Biographien waren schon immer sehr beliebt, der Buchmarkt ist voller selbst oder fremdgeschriebener Einblicke in das Leben prominenter Menschen. Nicht erst seit "Bohemian Rhapsody" erfreut sich auch das Kino dieses Genres. Nach Freddy Mercury im vergangenen Jahr, gab es 2019 ein knallbuntes Bio-Pic über Elton John zu sehen, und das neue Jahr beginnt fulminant mit der verfilmten Biographie der US-amerikanischen Entertainerin Judy Garland.

Bereits im zarten Alter von 16 Jahren war Judy Garland ein Weltstar, als sie die Dorothy in "Der Zauberer von Oz" spielte und das Lied "Over The Rainbow" sang. Doch in diesem Alter hatte sie längst ihr Leben in fremde Hände gegeben, in allem war sie nur noch fremdbestimmt und durfte nichts tun, was Mädchen in ihrem Alter taten. Sie durfte nicht zunehmen und deswegen nur Suppe essen. Konnte sie nicht schlafen, bekam sie Tabletten, tagsüber gab man ihr Aufputschmittel. Sie galt beim Drehen als schwierig, doch wollte sie einfach nur sie selbst sein.

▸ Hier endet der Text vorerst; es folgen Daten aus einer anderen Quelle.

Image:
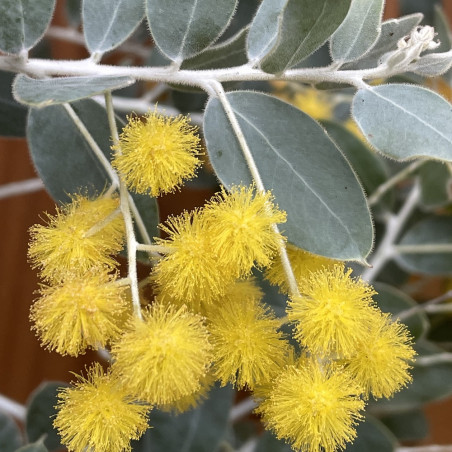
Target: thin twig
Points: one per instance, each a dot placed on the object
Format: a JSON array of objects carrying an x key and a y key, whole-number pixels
[
  {"x": 258, "y": 181},
  {"x": 127, "y": 215},
  {"x": 394, "y": 224},
  {"x": 401, "y": 175}
]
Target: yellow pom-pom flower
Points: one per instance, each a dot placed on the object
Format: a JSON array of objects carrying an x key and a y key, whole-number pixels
[
  {"x": 158, "y": 153},
  {"x": 80, "y": 313},
  {"x": 83, "y": 234},
  {"x": 382, "y": 362},
  {"x": 190, "y": 273},
  {"x": 240, "y": 225},
  {"x": 164, "y": 357},
  {"x": 98, "y": 415},
  {"x": 248, "y": 349},
  {"x": 302, "y": 262},
  {"x": 334, "y": 313},
  {"x": 314, "y": 407}
]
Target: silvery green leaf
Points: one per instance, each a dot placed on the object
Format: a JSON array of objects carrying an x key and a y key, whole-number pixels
[
  {"x": 432, "y": 64},
  {"x": 13, "y": 116},
  {"x": 308, "y": 175},
  {"x": 432, "y": 239},
  {"x": 227, "y": 54},
  {"x": 265, "y": 27},
  {"x": 183, "y": 28},
  {"x": 392, "y": 300},
  {"x": 405, "y": 121},
  {"x": 391, "y": 31},
  {"x": 23, "y": 22},
  {"x": 369, "y": 168},
  {"x": 108, "y": 23},
  {"x": 44, "y": 92},
  {"x": 200, "y": 429},
  {"x": 10, "y": 435},
  {"x": 436, "y": 185},
  {"x": 358, "y": 32},
  {"x": 432, "y": 382},
  {"x": 303, "y": 26}
]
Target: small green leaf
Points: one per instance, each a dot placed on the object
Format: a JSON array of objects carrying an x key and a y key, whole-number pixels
[
  {"x": 198, "y": 430},
  {"x": 359, "y": 31},
  {"x": 183, "y": 28},
  {"x": 409, "y": 426},
  {"x": 370, "y": 169},
  {"x": 10, "y": 436},
  {"x": 40, "y": 93},
  {"x": 311, "y": 180},
  {"x": 13, "y": 116},
  {"x": 108, "y": 23},
  {"x": 430, "y": 383},
  {"x": 427, "y": 246},
  {"x": 405, "y": 121},
  {"x": 23, "y": 23},
  {"x": 60, "y": 153},
  {"x": 303, "y": 26},
  {"x": 37, "y": 446},
  {"x": 269, "y": 443},
  {"x": 40, "y": 412},
  {"x": 436, "y": 184},
  {"x": 391, "y": 32},
  {"x": 372, "y": 436},
  {"x": 227, "y": 54},
  {"x": 390, "y": 299}
]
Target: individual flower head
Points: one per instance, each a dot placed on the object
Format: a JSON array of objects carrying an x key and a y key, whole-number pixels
[
  {"x": 314, "y": 407},
  {"x": 241, "y": 226},
  {"x": 98, "y": 415},
  {"x": 334, "y": 313},
  {"x": 192, "y": 400},
  {"x": 302, "y": 263},
  {"x": 190, "y": 272},
  {"x": 80, "y": 313},
  {"x": 248, "y": 349},
  {"x": 158, "y": 153},
  {"x": 164, "y": 357},
  {"x": 382, "y": 361},
  {"x": 82, "y": 235}
]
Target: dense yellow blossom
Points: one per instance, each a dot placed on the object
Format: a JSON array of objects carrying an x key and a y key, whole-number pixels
[
  {"x": 240, "y": 225},
  {"x": 314, "y": 102},
  {"x": 80, "y": 313},
  {"x": 98, "y": 415},
  {"x": 334, "y": 313},
  {"x": 314, "y": 407},
  {"x": 158, "y": 153},
  {"x": 248, "y": 349},
  {"x": 164, "y": 357},
  {"x": 82, "y": 235},
  {"x": 382, "y": 362},
  {"x": 302, "y": 262},
  {"x": 190, "y": 273},
  {"x": 192, "y": 400}
]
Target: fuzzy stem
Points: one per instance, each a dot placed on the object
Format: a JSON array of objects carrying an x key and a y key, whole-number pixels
[
  {"x": 394, "y": 224},
  {"x": 127, "y": 215},
  {"x": 401, "y": 175},
  {"x": 257, "y": 179}
]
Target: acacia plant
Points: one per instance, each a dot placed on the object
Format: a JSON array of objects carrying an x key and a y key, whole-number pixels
[{"x": 270, "y": 287}]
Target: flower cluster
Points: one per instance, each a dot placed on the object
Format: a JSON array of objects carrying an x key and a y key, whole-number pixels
[{"x": 208, "y": 320}]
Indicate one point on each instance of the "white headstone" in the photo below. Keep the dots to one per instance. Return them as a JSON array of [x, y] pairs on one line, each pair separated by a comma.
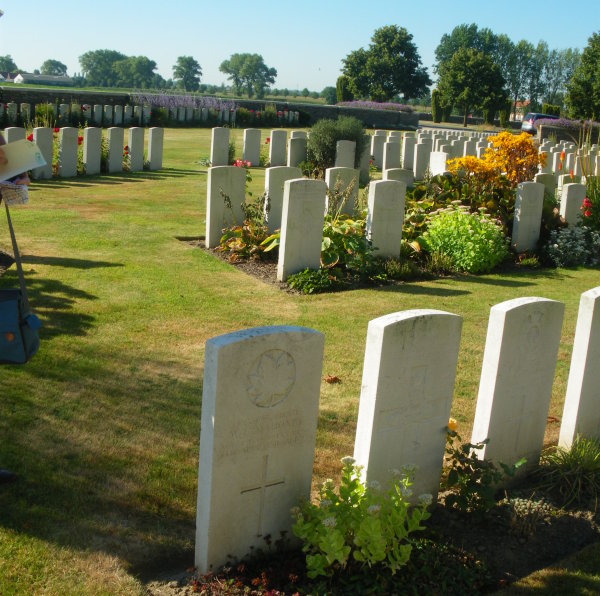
[[528, 216], [296, 151], [385, 216], [251, 150], [136, 149], [219, 147], [301, 226], [339, 180], [516, 379], [581, 413], [229, 181], [155, 147], [114, 140], [406, 395], [277, 147], [92, 139], [42, 137], [571, 198], [344, 154], [67, 152], [275, 179], [260, 403]]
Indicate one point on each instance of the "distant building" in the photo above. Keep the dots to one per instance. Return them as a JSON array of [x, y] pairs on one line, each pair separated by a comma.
[[26, 77]]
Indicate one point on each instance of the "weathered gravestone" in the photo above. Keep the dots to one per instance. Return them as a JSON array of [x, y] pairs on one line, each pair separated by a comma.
[[516, 379], [251, 151], [155, 147], [219, 147], [260, 404], [385, 216], [302, 219], [528, 216], [67, 152], [275, 179], [406, 394], [581, 413], [343, 183], [224, 183], [114, 141], [92, 139], [136, 149], [42, 137], [277, 148]]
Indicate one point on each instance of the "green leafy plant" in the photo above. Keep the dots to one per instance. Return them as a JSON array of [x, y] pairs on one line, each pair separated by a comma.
[[473, 481], [359, 525], [474, 242], [573, 474]]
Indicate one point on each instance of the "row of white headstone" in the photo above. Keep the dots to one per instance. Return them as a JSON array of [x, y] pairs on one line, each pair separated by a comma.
[[68, 142], [260, 407]]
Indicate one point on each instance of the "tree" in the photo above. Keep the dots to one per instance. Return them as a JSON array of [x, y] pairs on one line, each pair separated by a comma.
[[53, 67], [97, 67], [583, 90], [187, 71], [7, 64], [391, 66], [471, 80], [249, 72]]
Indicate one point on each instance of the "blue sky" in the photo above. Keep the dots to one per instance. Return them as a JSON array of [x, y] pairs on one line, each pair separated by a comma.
[[304, 40]]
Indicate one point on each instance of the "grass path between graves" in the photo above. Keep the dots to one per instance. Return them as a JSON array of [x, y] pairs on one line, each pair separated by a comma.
[[102, 426]]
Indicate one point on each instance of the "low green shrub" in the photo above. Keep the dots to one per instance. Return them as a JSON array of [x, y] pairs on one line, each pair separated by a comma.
[[360, 526], [474, 242]]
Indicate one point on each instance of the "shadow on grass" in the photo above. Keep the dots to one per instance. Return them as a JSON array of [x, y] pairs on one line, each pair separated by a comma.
[[67, 262], [53, 302], [110, 464]]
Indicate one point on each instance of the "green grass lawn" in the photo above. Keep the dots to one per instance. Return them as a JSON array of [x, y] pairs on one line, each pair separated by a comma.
[[103, 424]]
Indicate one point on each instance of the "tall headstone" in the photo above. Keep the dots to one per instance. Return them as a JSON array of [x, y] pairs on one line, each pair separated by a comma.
[[571, 198], [406, 395], [516, 379], [155, 147], [42, 137], [385, 216], [260, 406], [275, 178], [301, 226], [342, 181], [67, 152], [92, 140], [223, 183], [296, 151], [277, 147], [344, 154], [136, 149], [581, 413], [251, 148], [114, 141], [219, 147], [528, 216]]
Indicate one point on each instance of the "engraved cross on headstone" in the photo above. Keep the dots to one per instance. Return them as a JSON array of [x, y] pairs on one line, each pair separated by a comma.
[[262, 487]]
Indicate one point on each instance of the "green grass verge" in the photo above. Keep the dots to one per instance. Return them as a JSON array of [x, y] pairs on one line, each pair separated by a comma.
[[103, 424]]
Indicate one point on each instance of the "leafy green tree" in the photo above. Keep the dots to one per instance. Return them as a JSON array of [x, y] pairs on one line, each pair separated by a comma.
[[135, 71], [53, 67], [187, 72], [471, 80], [7, 64], [97, 67], [249, 72], [583, 90], [391, 66]]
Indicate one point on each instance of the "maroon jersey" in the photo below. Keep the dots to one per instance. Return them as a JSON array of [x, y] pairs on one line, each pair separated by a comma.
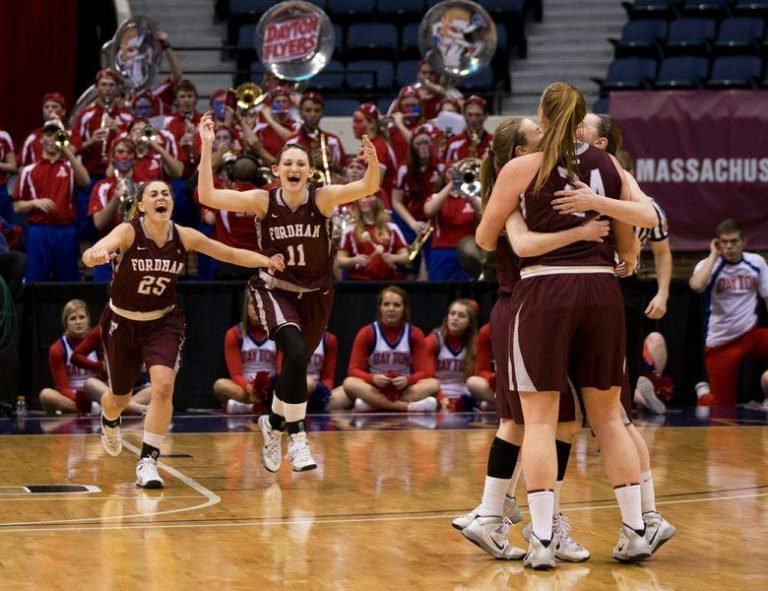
[[302, 236], [507, 266], [145, 277], [595, 168]]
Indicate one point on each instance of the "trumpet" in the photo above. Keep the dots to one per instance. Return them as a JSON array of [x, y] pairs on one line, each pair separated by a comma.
[[248, 95], [465, 176], [418, 243], [148, 135], [61, 139]]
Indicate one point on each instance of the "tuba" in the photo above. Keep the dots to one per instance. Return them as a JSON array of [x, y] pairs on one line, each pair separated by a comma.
[[248, 95], [465, 176]]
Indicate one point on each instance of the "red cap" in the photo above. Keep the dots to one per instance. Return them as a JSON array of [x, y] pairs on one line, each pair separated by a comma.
[[56, 97], [370, 110], [312, 96], [475, 100]]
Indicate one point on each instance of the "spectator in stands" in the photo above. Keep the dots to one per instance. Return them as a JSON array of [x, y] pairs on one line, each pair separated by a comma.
[[423, 175], [153, 161], [88, 356], [54, 107], [730, 278], [13, 263], [7, 166], [474, 141], [46, 193], [482, 383], [432, 90], [366, 120], [320, 373], [311, 137], [69, 394], [372, 245], [453, 349], [455, 215], [275, 123], [389, 367], [407, 115], [251, 358], [99, 123]]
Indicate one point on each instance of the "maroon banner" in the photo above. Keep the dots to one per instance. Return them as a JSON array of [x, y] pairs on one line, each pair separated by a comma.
[[703, 155]]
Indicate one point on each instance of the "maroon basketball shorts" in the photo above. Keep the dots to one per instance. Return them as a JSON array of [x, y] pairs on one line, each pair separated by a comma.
[[309, 311], [129, 344], [567, 320], [508, 400]]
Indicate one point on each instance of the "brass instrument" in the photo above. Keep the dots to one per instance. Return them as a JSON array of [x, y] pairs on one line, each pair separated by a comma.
[[148, 135], [248, 96], [418, 243], [465, 176], [61, 139]]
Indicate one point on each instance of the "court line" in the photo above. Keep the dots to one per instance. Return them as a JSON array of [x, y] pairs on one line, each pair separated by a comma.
[[212, 499], [312, 521]]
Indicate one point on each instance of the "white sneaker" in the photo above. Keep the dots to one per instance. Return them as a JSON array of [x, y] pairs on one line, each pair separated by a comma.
[[428, 404], [235, 407], [539, 557], [272, 452], [645, 394], [631, 546], [566, 548], [298, 451], [146, 474], [511, 512], [111, 439], [658, 530], [492, 535], [362, 406]]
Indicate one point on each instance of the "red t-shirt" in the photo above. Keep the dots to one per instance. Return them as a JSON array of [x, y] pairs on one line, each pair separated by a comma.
[[455, 220], [376, 269], [53, 180]]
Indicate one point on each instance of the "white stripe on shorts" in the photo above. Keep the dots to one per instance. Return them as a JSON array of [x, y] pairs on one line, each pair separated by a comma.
[[523, 382]]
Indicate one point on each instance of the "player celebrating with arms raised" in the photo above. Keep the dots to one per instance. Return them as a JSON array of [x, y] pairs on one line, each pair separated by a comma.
[[141, 324], [293, 305]]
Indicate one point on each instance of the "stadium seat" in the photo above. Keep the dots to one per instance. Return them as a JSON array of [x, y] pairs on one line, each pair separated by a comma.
[[370, 75], [682, 72], [740, 35], [752, 8], [638, 9], [641, 38], [340, 107], [707, 8], [331, 78], [690, 36], [398, 9], [406, 72], [735, 71], [630, 73], [372, 40], [409, 41]]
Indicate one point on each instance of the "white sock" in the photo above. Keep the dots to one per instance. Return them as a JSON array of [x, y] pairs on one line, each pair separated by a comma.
[[294, 412], [153, 439], [540, 505], [515, 477], [556, 497], [278, 406], [630, 505], [647, 492], [493, 496]]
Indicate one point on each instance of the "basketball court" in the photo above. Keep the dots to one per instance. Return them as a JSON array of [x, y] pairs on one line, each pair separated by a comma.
[[376, 514]]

Nach vier gescheiterten Ehen, sind die USA ihr überdrüssig geworden. Durch ihre Drogen- und Alkoholsucht ist sie nicht mehr vermitelbar, nicht buchbar, nicht versicherbar. Gesundheitlich und finanziell am Ende, wird ihr das Sorgerecht für ihre beiden jüngsten Kinder entzogen.
Um wieder auf die Beine zu kommen, nimmt sie ein großes Engagement in London an, da die Briten sie vergöttern. Fünf komplett ausverkaufte Konzertwochen sollten es im Winter 1968 werden. Im prominenten West End-Theater "The Talk of the Town" erwarten sie ihre Fans, doch Miss Garland möchte nicht einmal mit ihrer Band proben. Ihre Stimme hat an Strahlkraft verloren, nachdem sie durch einen Luftröhrenschnitt Selbstmordversuch überlebte. Doch eines hat sich nicht geändert, sie ist ganz die Diva geblieben, und auch ihr feiner Sinn für Humor ist ihr geblieben. Selbst ihr Traum von der einen großen Liebe scheint nach vier Ehen noch immer ungebrochen und so stürzt sie sich in eine wilde Romanze mit Mickey Deans, ihrem zukünftigen fünften Gatten. Die Konzerte verlaufen aber nicht ganz so, wie es sich der Veranstalter gewünscht hätte.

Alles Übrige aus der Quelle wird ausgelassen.